La transformation d'un village rural depuis 150 ans
L. MEUNIER, R. PAULET, C. RENAUDIN
Jusqu'à la veille de la Révolution, les habitants de Saint-Marceau, un village situé en pleins champs à 7 kilomètres de Mézières-Charleville et à une vingtaine de Sedan, vivaient et travaillaient pour leur quasi-totalité sur place. Et la communauté villageoise trouvait dans son sein, et éventuellement dans les villages limitrophes, les artisans nécessaires pour sa vie matérielle et ses besoins généraux. Les relations avec la ville étaient quasi inexistantes de la part des habitants. Jusqu'au milieu du XVIIe siècle on ne compte que deux mariages avec des citadins de Sedan et de Mézières. Et les tisserands et surtout les cloutiers qui se développent au XVIIe siècle travaillaient à domicile, les commerçants cloutiers, dont il semble qu'il n'y ait eu aux diverses époques qu'un seul représentant à Saint-Marceau, les alimentant en matière première et venant chercher le produit de leur travail.
Or, en 1990, plus de 80 % des 413 habitants travaillent en dehors du village.

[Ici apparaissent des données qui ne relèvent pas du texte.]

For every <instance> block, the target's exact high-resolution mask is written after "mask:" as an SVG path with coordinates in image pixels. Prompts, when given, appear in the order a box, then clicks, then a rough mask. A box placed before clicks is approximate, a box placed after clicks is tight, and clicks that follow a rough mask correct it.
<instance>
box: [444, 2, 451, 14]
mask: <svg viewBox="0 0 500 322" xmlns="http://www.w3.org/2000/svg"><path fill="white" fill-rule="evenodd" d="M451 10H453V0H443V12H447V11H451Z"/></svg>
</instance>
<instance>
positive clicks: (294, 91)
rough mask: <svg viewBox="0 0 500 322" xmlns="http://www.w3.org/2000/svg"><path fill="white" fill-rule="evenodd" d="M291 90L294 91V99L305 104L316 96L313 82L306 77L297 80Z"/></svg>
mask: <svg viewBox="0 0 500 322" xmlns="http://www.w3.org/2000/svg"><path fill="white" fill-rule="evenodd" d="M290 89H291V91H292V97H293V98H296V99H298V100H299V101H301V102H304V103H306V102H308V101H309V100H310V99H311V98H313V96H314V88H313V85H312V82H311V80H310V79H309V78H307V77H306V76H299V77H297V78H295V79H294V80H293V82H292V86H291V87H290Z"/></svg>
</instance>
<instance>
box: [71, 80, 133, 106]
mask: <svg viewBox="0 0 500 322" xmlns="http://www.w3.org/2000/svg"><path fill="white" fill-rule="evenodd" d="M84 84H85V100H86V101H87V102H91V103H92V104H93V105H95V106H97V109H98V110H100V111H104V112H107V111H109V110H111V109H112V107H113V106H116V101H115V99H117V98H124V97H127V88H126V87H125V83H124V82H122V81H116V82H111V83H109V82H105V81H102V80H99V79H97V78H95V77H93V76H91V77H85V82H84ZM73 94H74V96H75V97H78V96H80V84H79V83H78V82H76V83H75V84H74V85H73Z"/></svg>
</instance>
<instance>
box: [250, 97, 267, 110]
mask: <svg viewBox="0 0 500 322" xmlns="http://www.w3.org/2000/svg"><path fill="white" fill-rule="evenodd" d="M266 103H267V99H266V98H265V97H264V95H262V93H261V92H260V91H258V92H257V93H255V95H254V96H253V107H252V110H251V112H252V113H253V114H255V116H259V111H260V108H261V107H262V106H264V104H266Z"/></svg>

On connaît les raisons générales de cette évolution qui. à des degrés divers, a touché la quasi-totalité des communes rurales en dehors des zones de montagne. Il a paru intéressant cependant d'étudier à propos de l'une d'entre elles les étapes de cette transformation et d'examiner en particulier si on peut étendre à un village qui a conservé son aspect champêtre la qualification de commune-dortoir qu'on applique à des banlieues de grandes villes. La comparaison du cadastre de 1840 avec la situation actuelle permet de jalonner cette évolution.

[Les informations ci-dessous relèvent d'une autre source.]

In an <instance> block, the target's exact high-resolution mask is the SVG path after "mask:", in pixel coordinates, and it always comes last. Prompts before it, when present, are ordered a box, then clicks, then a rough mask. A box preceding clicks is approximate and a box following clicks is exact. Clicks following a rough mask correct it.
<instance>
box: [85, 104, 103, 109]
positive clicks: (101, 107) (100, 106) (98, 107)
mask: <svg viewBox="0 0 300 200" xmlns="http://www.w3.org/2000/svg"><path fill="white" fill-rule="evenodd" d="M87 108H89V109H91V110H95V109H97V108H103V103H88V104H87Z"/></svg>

Au milieu du XIXe siècle la relation entre l'habitat et le travail s'est déjà un peu modifiée. Et surtout on voit apparaître les signes de la dissociation future. Bien qu'il soit difficile de discerner sur les documents de l'époque l'activité principale des journaliers, cette partie de la population qui vit de petits boulots au gré des occasions, on peut estimer qu'à peine un quart des 350 habitants dépend encore essentiellement de l'agriculture. Il y a 5 familles, ou plus exactement 5 groupes de familles de cultivateurs, qui exploitent avec leurs terres, celles des "propriétaires" et des "rentiers", parfois étrangers au village (car les familles émigrées gardent volontiers leur héritage en terres et les cultivateurs préfèrent arrondir leur exploitation par fermage; l'achat de terres étant d'ailleurs peu compatible avec une économie agricole de profits modestes et le caractère paysan qui, sachant les aléas de la culture, ne touche pas volontiers à son capital). Le groupe des manouvriers, ces petits propriétaires dont les cultivateurs labourent les lopins de terres en échange de leurs services, est en diminution régulière au profit des cloutiers.

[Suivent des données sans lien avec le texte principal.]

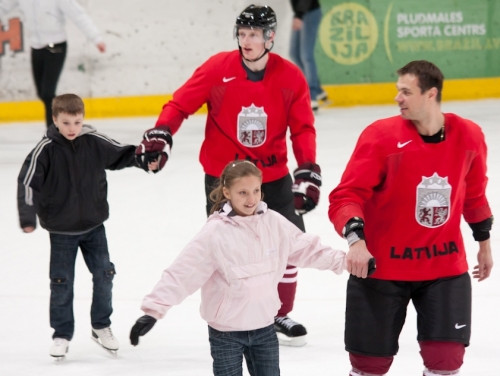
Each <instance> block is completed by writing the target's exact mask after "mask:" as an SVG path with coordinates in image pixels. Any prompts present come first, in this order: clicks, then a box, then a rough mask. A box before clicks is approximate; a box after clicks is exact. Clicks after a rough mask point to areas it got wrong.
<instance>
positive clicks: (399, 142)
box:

Ceux-ci représentent alors un peu moins du tiers de la population. Mais ils n'ont pas les mêmes conditions de travail qu'au XVII siècle. On sait que ce sont les Liégeois, chassés de leur ville saccagée par Charles le Téméraire en 1468 et réfugiés à Mézières et dans les villages environnants, qui apportèrent leur savoir-faire dans la fabrication des clous forgés. Un signe de cette émigration se trouve dans le nom d'une famille de Saint-Marceau : Dehut, "celui qui vient de Huy", petit village des environs de Liège, dont le nom se prononce Hû en wallon. Ce qui était travail à domicile va être modifié par l'apparition des machines à clous. Il est difficile de se rendre compte de la date à laquelle l'ancien moulin à grains, puis moulin à foulon de Saint-Marceau, situé sur la Vence à 1 km du centre du village, va se transformer en clouterie. Quoiqu'il en soit, grâce aux machines l'usine se développe. Elle obtint le monopole des clous pour bateaux à coques en bois (clous "Carvelle") et fournissait régulièrement les chantiers navals de Glasgow, Oslo et Rangoon en particulier. Peu à peu d'autres fabrications furent entreprises : crampons de rails, fers à bœufs, crochets de descentes d'eau... En 1885 elle employait 258 ouvriers, dont 156 pour la seule clouterie. Nous verrons la conséquence de ce développement sur la vie du village : au recensement de 1872, 55 de ses habitants sont des ouvriers cloutiers d'origine belge.
Dans le groupe des artisans, commerçants locaux, agents communaux qui représentent moins de 10 % de la population, on est surpris de constater que pour 350 habitants de 90 maisons, il y avait six maçons, un plafonnier et un carrier. Sans doute il devait arriver à ces artisans de travailler dans les villages voisins et les méthodes de construction n'avaient aucun rapport avec les techniques actuelles. Notons encore le fait avant d'en suggérer une explication.
Les rentiers et propriétaires, nos retraités actuels, formaient avec leurs conjoints 13 personnes, soit 2,9% de la population. La durée de la vie était en moyenne beaucoup plus courte que maintenant.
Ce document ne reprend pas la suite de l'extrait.